Public Health Ontario (PHO), Toronto, ON, Canada.
Dalla Lana School of Public Health, University of Toronto, Toronto, ON, Canada.
BMC Bioinformatics. 2022 Jun 2;23(1):210. doi: 10.1186/s12859-022-04751-6.
Due to the growing amount of COVID-19 research literature, medical experts, clinical scientists, and researchers frequently struggle to stay up to date on the most recent findings. There is a pressing need to assist researchers and practitioners in mining and responding to COVID-19-related questions on time.

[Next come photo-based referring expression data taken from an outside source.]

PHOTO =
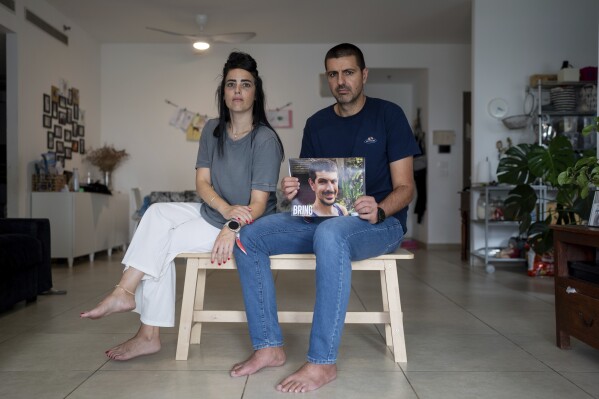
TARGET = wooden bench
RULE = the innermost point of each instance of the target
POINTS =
(193, 313)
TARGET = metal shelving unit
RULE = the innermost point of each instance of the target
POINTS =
(498, 232)
(550, 114)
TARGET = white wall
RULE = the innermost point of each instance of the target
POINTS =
(136, 80)
(35, 62)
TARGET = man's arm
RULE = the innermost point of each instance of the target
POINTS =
(402, 178)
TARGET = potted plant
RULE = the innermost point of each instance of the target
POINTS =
(557, 166)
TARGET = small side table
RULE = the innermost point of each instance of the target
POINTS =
(576, 300)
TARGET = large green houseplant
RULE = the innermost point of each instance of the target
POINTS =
(558, 166)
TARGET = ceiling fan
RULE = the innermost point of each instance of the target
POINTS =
(203, 41)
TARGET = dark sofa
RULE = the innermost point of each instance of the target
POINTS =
(25, 268)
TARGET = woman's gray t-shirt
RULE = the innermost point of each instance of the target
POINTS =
(251, 163)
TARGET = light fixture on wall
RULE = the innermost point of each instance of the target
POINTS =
(203, 41)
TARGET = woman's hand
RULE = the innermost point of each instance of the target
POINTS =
(223, 246)
(242, 214)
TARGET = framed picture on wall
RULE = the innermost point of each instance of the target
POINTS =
(280, 118)
(50, 139)
(47, 104)
(58, 131)
(47, 121)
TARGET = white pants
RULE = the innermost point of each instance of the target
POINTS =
(166, 230)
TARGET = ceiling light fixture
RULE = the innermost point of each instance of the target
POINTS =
(200, 45)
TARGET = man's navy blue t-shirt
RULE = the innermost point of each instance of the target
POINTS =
(380, 133)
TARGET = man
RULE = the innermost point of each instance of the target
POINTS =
(355, 126)
(323, 178)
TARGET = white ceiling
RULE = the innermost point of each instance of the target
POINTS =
(274, 21)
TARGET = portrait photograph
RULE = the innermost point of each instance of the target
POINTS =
(47, 121)
(58, 132)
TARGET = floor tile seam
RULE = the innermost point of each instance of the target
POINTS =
(550, 371)
(499, 333)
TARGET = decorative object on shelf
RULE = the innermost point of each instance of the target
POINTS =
(498, 108)
(106, 158)
(521, 121)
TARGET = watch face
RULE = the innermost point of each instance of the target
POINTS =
(380, 215)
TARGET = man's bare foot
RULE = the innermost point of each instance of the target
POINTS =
(145, 342)
(308, 378)
(118, 301)
(266, 357)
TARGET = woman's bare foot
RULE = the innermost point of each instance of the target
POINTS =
(118, 301)
(308, 378)
(145, 342)
(266, 357)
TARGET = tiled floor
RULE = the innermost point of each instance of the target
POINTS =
(468, 335)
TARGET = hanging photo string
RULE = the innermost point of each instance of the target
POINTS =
(189, 122)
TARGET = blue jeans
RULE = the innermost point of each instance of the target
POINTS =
(336, 241)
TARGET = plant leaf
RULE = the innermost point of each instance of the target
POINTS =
(513, 167)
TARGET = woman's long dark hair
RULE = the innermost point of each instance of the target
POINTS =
(239, 60)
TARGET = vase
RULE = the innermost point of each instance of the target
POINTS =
(108, 179)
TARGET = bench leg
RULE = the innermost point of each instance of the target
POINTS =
(186, 319)
(196, 328)
(395, 313)
(388, 338)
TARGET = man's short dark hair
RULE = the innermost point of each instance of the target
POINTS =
(346, 50)
(321, 165)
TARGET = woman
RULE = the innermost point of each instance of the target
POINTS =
(237, 171)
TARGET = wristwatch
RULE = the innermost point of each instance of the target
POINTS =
(233, 225)
(380, 215)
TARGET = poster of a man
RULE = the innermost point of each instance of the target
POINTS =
(328, 186)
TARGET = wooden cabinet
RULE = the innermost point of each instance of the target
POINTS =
(83, 223)
(576, 300)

This paper introduces CoQUAD, a question-answering system that can extract answers related to COVID-19 questions in an efficient manner. There are two datasets provided in this work: a reference-standard dataset built using the CORD-19 and LitCOVID initiatives, and a gold-standard dataset prepared by the experts from a public health domain. The CoQUAD has a Retriever component trained on the BM25 algorithm that searches the reference-standard dataset for relevant documents based on a question related to COVID-19. CoQUAD also has a Reader component that consists of a Transformer-based model, namely MPNet, which is used to read the paragraphs and find the answers related to a question from the retrieved documents. In comparison to previous works, the proposed CoQUAD system can answer questions related to early, mid, and post-COVID-19 topics.
Extensive experiments on CoQUAD Retriever and Reader modules show that CoQUAD can provide effective and relevant answers to any COVID-19-related questions posed in natural language, with a higher level of accuracy. When compared to state-of-the-art baselines, CoQUAD outperforms the previous models, achieving an exact match ratio score of 77.50% and an F1 score of 77.10%.
CoQUAD is a question-answering system that mines COVID-19 literature using natural language processing techniques to help the research community find the most recent findings and answer any related questions.
由于 COVID-19 研究文献的数量不断增加,医学专家、临床科学家和研究人员经常难以及时了解最新发现。迫切需要帮助研究人员和从业者及时挖掘和响应与 COVID-19 相关的问题。
本文介绍了 CoQUAD,这是一种问答系统,能够高效地提取与 COVID-19 问题相关的答案。这项工作提供了两个数据集:一个是使用 CORD-19 和 LitCOVID 计划构建的参考标准数据集,另一个是由公共卫生领域的专家准备的黄金标准数据集。CoQUAD 具有基于 BM25 算法的检索组件,该组件可根据与 COVID-19 相关的问题在参考标准数据集中搜索相关文档。CoQUAD 还有一个 Reader 组件,它由一个基于 Transformer 的模型 MPNet 组成,用于阅读段落并从检索到的文档中找到与问题相关的答案。与之前的工作相比,所提出的 CoQUAD 系统可以回答与 COVID-19 早期、中期和后期相关的问题。
对 CoQUAD 检索器和读者模块进行了广泛的实验,结果表明 CoQUAD 可以用自然语言有效地提供与任何 COVID-19 相关问题相关的答案,具有更高的准确性。与最先进的基准相比,CoQUAD 优于之前的模型,精确匹配率得分为 77.50%,F1 得分为 77.10%。
CoQUAD 是一种问答系统,它使用自然语言处理技术挖掘 COVID-19 文献,帮助研究社区找到最新发现并回答任何相关问题。